Risk stratification in cardiogenic shock remains challenging, particularly when vasoplegia contributes to hemodynamic instability. An analysis presented at the American Heart Association (AHA) 2025 Scientific Sessions evaluated the prognostic value of the diastolic shock index in cardiogenic shock using data from the SHOCK trial database.
The study included patients with cardiogenic shock secondary to acute myocardial infarction. Patients with concomitant septic shock were excluded. Of 302 patients in the database, 244 formed the final analytic cohort. Receiver operating characteristic analyses assessed DSI discrimination for 30-day, 6-month, and 12-month mortality at randomization, 6 hours, and 24 hours. Associations between DSI, cardiac output, and systemic vascular resistance were examined using invasive hemodynamic measurements. Multivariable logistic regression evaluated mortality risk.

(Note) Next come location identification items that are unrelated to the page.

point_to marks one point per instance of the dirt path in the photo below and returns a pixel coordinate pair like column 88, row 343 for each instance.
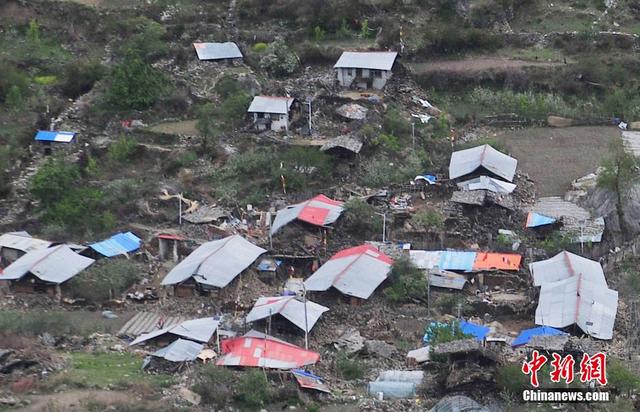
column 477, row 64
column 74, row 400
column 554, row 157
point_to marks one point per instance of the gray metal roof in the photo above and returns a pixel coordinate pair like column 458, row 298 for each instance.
column 367, row 60
column 487, row 183
column 270, row 104
column 577, row 222
column 199, row 330
column 565, row 265
column 588, row 304
column 216, row 263
column 217, row 51
column 56, row 265
column 180, row 351
column 289, row 307
column 22, row 241
column 466, row 161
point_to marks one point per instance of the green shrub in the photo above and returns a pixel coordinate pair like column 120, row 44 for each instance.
column 348, row 368
column 123, row 149
column 407, row 282
column 254, row 390
column 360, row 219
column 259, row 47
column 135, row 85
column 214, row 385
column 104, row 280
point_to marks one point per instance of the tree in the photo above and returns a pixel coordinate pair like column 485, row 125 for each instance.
column 619, row 175
column 135, row 84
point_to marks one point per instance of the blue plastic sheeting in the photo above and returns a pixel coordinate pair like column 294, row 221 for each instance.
column 478, row 331
column 118, row 244
column 392, row 389
column 536, row 219
column 454, row 260
column 50, row 136
column 525, row 336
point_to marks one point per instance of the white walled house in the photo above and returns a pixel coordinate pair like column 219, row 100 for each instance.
column 364, row 70
column 272, row 112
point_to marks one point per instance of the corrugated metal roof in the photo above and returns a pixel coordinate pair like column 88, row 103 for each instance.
column 216, row 263
column 466, row 161
column 118, row 244
column 487, row 183
column 265, row 352
column 497, row 261
column 22, row 242
column 270, row 104
column 577, row 222
column 318, row 211
column 56, row 265
column 577, row 300
column 217, row 51
column 565, row 265
column 290, row 308
column 199, row 330
column 356, row 271
column 525, row 335
column 536, row 220
column 180, row 350
column 366, row 60
column 58, row 137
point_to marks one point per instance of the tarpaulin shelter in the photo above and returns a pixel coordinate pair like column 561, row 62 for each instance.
column 318, row 211
column 215, row 263
column 264, row 351
column 356, row 271
column 288, row 307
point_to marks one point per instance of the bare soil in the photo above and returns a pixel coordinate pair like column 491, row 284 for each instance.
column 554, row 157
column 477, row 64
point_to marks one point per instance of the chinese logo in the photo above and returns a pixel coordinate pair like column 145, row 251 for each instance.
column 592, row 367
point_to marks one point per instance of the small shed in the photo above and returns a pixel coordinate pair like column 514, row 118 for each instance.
column 273, row 112
column 49, row 138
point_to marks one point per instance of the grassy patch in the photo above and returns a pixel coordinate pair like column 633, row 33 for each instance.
column 101, row 370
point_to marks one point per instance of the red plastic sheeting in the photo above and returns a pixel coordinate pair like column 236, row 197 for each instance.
column 265, row 352
column 497, row 261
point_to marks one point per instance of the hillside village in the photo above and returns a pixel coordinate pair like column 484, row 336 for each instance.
column 316, row 205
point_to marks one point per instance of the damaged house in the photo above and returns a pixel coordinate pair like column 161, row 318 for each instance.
column 45, row 270
column 273, row 112
column 356, row 272
column 574, row 291
column 212, row 265
column 364, row 70
column 15, row 244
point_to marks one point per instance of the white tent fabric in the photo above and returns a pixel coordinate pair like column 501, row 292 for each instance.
column 216, row 263
column 466, row 161
column 289, row 307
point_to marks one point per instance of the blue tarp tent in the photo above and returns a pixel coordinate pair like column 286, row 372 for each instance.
column 525, row 335
column 478, row 331
column 118, row 244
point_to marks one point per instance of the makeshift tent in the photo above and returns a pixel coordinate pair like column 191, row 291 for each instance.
column 565, row 265
column 525, row 335
column 589, row 304
column 290, row 308
column 198, row 330
column 318, row 211
column 467, row 161
column 54, row 265
column 180, row 350
column 536, row 220
column 118, row 244
column 356, row 271
column 216, row 263
column 264, row 351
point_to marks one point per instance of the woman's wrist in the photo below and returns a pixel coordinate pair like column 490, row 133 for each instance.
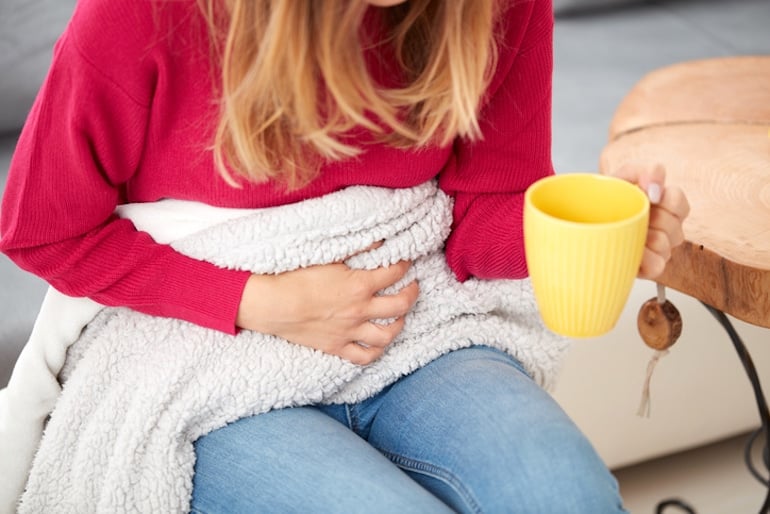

At randomization, the area under the receiver operating characteristic curve for DSI was 0.59 for 30-day mortality, 0.61 for 6-month mortality, and 0.62 for 12-month mortality. At 6 hours post-randomization, corresponding values increased to 0.62, 0.66, and 0.66. At 24 hours post-randomization, discrimination further improved to 0.69, 0.68, and 0.68, respectively. In multivariable analysis, each unit increase in DSI at 6 hours was associated with higher odds of 30-day mortality (odds ratio 1.61; p = 0.054), 6-month mortality (odds ratio 2.00; p = 0.022), and 12-month mortality (odds ratio 1.90; p = 0.035). Correlation analyses demonstrated a significant negative association between DSI and cardiac output at 6 hours (p = 0.01) and between DSI and systemic vascular resistance at 24 hours (p = 0.02).
These findings indicate that elevated DSI reflects both impaired cardiac output and reduced vascular tone in cardiogenic shock. Identification of this mixed cardiogenic-vasoplegic phenotype using early DSI measurements may support more precise hemodynamic assessment and risk stratification.